Aurisonics ASG-2.5 In the Box
- ASG-2.5 earpieces
- Detachable silver-plated low oxygen copper cable (92 Pin Style connector)
- Shock/Dust/Waterproof hard case
- SureSeal™ tips
- Cleaning brush
- Valve adjustment tool
Aurisonics ASG-2.5 Impressions
If I were to have one complaint about the Aurisonics ASG-B I reviewed a couple weeks ago, it’s that they lacked clarity and no amount of EQ would be able to get you perfect, sparkling highs. The ASG-2.5, however, includes two balanced armature tweeters in addition to the 14.2mm dynamic driver it uses to produce its incredible bass response. Clarity and detail are excellent, and the tuneable bass port (which, being a basshead, I have fully open) is a welcome addition for those of you who aren’t as into bass as I am.
The ASG-2.5 floats effortlessly between rap, EDM, classical, rock, blues, and every other genre I’ve thrown at them. These are some of the most versatile IEMs I’ve used–as well as some of the most expensive. With their versatility, however, these approach real affordability since I have half a dozen other earphones that serve a more specific genre well (e.g. I use the JVC HA-FXZ200 almost exclusively for bass-heavy but subued electronic music and Pioneer SE-CX8s for hard-hitting rap and EDM). The ASG-2.5 can do virtually anything you want them to.
I rarely talk about audiophile terminology like soundstage, but I have to betray my standard for simplicity by commenting on it with these earphones. The soundstage is out of this world. Listening to a track like Chesky Records’ Jesu, Joy of Man’s Desiring is almost transcendental in its delivery and staging. While I usually drop some of the mid-bass and low-mids to lay the sound back a bit, I actually like to remove my equalizer from the equation entirely listening to the Chesky tracks.

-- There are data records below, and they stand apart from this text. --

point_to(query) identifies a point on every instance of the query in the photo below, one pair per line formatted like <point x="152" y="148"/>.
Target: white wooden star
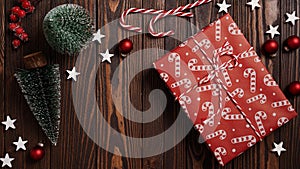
<point x="223" y="6"/>
<point x="106" y="56"/>
<point x="73" y="74"/>
<point x="6" y="161"/>
<point x="254" y="4"/>
<point x="292" y="17"/>
<point x="278" y="148"/>
<point x="273" y="31"/>
<point x="9" y="123"/>
<point x="98" y="36"/>
<point x="20" y="144"/>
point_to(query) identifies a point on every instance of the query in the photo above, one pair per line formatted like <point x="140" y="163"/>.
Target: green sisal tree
<point x="68" y="28"/>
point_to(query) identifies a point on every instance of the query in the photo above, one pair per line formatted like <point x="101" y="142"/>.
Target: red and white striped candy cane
<point x="219" y="152"/>
<point x="160" y="14"/>
<point x="259" y="116"/>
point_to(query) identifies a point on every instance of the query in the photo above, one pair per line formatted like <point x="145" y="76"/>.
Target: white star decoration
<point x="273" y="31"/>
<point x="98" y="36"/>
<point x="278" y="148"/>
<point x="223" y="6"/>
<point x="20" y="144"/>
<point x="254" y="4"/>
<point x="9" y="123"/>
<point x="292" y="17"/>
<point x="6" y="161"/>
<point x="106" y="56"/>
<point x="73" y="74"/>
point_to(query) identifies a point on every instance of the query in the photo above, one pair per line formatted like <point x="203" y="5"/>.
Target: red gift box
<point x="225" y="89"/>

To speak only of the basshead potential of this earphone, it is second to none in its bass depth and ability to cause your chest to rumble and breath to catch. It is only equaled by its bass-player-centric sibling, the ASG-B. Coupled with the ASG-2.5’s ability to shine with nearly all music genres, this could be the end-game basshead IEM for many. It lacks only in bass punch and impact when compared to the Pioneer SE-CX8/SE-CX9, and those only achieve their mind-blowing levels of impact with a proprietary Bass Exciter, so it really isn’t a flaw of the ASG-2.5 to have less raw impact.
If any other company boasts that it has the end-game IEM for bassheads that can challenge the ASG-2.5, I welcome the opportunity to review them (Lear, 1964 Ears, AAW, Tracluent, Sony, JVC, errybody else, I’m lookin’ at you).
No earphone is perfect, so let’s talk about a few of the things I’d criticize.
The mid-bass is a bit bloated and clouds the mids with the bass port fully open. I prefer to have it cut off by ~150Hz for the ultimate basshead experience, so I use EQ to drop the mid-bass and low-mids a bit (see the frequency response graph to see where it’s a bit high).
CAUTION: Don’t use the case they send you. The case that comes with this flagship IEM is inexcusably small. If used, it can actually damage the casing of the earphones. They sent me an extra clamshell case, and I expect Aurisonics to replace the included case in the future (they’ve commented as such, which is great that they’ve listened to customer feedback).
If you are looking at IEMs in this price category, you definitely have a good amp to complement them, right? If you don’t, you shouldn’t consider an earphone at this level until you have a good DAC and Amp to drive them. The ASG-2.5 needs a good amp to sound great, so don’t try driving them directly from your phone or you’re doing these beauties an injustice.
Others often criticize the SureSeal tips as being hard to find a proper seal. I liked them for the ASG-B, but curiously agreed with others for the ASG-2.5 and used double-flange tips instead.